Tout se passe en effet comme si les coups du sort de la vie avaient donné un surcroit de rage de vaincre à ces sportifs. « J’ai l’impression que mon handicap a renforcé mon instinct de compétition, dans le cadre du sport, mais aussi au travail, complète Hamid Saaidi, un Français d‘origine marocaine en lice sur le 400 m. Ancien recordman junior du Maroc du 800 m et du 1500 m, il perd la jambe dans un accident en 1993. C’est la descente aux enfers. Il patientera jusqu’en 2004 pour obtenir la prothèse de ses rêves, et reprendre le sport. Aujourd’hui recordman du 1500 m handisport, il se lance un nouveau challenge à 37 ans : remporter la médaille d’or en 400m, lors des jeux paralympiques de Rio de Janeiro de 2016, comme Oscar Pistorius, l’illustre champion sud-africain. « Le sport devrait être obligatoire pour les handicapés, poursuit Hamid. Le sport a facilité mon intégration, m’a redonné de l’espoir. J’ai désormais une vie normale. Plus que normale même, je me sens mieux que les valides. » Grâce au sport, les non valides parviennent à se « normaliser ». L’handicap n’est plus ressenti comme un poids. Au contraire, il fait partie intégrante de l’exploit sportif. Il est là pour rappeler la valeur de la performance réalisée. Le dépassement de l’handicap débouche en effet sur un puissant sentiment de fierté.

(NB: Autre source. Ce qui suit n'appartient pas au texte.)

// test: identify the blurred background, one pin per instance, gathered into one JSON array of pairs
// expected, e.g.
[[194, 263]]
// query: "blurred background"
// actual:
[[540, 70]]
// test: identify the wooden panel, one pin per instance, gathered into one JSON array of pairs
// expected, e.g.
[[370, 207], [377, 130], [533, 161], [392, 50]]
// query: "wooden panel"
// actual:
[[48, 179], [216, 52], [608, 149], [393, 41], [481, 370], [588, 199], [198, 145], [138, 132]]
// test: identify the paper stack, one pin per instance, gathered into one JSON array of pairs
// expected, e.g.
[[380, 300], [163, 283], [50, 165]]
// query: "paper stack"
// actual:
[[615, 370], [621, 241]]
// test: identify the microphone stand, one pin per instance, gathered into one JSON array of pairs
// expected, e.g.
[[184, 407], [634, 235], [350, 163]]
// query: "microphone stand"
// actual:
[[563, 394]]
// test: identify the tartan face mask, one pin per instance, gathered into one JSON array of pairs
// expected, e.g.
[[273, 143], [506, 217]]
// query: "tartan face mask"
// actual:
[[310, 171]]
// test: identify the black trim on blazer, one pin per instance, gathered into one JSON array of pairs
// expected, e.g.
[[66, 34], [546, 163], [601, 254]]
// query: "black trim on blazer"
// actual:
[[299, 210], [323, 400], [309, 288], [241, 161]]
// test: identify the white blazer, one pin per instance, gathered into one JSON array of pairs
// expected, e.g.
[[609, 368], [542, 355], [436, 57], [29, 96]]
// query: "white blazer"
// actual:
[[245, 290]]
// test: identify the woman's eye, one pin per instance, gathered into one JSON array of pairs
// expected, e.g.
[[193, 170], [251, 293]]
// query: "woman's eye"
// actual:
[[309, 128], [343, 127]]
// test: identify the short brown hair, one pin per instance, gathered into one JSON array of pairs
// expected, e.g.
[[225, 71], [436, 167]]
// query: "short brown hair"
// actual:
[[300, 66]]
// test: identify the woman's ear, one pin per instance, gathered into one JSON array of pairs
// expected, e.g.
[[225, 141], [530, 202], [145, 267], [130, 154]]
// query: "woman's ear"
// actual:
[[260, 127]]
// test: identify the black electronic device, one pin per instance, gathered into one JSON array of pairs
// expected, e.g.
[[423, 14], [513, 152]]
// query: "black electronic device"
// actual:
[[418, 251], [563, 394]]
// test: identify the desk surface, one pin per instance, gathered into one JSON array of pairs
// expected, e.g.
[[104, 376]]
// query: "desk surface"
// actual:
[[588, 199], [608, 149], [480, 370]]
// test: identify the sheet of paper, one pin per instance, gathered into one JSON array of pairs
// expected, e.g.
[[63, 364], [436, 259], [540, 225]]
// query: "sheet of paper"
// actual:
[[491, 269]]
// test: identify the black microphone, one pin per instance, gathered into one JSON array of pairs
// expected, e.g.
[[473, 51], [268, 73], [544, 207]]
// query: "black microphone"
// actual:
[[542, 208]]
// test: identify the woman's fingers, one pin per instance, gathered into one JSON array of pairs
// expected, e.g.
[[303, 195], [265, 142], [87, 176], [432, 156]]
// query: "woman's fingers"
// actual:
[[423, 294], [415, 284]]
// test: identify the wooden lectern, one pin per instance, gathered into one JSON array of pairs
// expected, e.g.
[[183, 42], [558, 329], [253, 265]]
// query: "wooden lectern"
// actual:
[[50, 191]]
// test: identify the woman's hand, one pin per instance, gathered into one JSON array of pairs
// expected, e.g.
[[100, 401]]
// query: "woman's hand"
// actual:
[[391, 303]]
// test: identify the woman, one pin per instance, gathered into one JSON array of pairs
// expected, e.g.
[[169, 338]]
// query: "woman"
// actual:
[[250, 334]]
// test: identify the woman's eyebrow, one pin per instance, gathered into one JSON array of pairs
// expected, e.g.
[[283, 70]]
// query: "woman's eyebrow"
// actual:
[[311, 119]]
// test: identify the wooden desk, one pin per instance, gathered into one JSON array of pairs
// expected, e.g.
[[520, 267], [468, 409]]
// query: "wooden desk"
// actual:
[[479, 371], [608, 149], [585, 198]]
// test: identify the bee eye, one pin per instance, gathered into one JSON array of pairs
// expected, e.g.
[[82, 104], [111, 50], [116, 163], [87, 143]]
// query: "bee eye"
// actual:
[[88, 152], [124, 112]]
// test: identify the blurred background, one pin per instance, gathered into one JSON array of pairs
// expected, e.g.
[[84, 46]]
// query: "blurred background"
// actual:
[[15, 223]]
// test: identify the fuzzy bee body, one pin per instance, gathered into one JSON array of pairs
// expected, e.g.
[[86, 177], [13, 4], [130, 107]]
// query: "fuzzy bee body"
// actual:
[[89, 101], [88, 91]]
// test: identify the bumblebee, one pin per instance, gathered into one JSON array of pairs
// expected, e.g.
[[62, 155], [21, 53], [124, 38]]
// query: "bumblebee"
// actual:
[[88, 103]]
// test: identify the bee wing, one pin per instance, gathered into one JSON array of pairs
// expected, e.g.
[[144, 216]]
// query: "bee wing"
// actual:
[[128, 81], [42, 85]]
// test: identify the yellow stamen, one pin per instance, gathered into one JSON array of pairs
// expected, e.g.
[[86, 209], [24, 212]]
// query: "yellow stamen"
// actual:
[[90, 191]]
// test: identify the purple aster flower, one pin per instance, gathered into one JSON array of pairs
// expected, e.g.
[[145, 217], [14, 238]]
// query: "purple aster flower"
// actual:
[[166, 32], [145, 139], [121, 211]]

A travers le sport, les non valides développent une nouvelle image d’eux-mêmes. A l’instar d’Alain Akakpo, 4ème au saut en longueur au JO paralympiques de Londres, qui s’est petit à petit affranchi du regard des autres. « Au début, j’avais l’impression que les gens me regardaient en permanence, se souvient l’ancien parachutiste qui a perdu le bras en 2004 en raison d’une grenade défectueuse. Je redoutais l’arrivée de l’été, je ne voulais pas découvrir mon bras. Le sport m’a poussé à m’exposer, à montrer mon handicap. Aujourd’hui, je peints ma prothèse quand je participe à des meetings. C’est devenu un accessoire de mode. L’athlétisme m’a aidé à accepter mon handicap pour le transformer en force. » Comme l’écrivait le philosophe allemand Friedrich Nietzsche « tout ce qui ne tue pas rend plus fort ».

Julien Moschetti

Publié dans Regards, le journal de La Courneuve, le 6 juin 2013.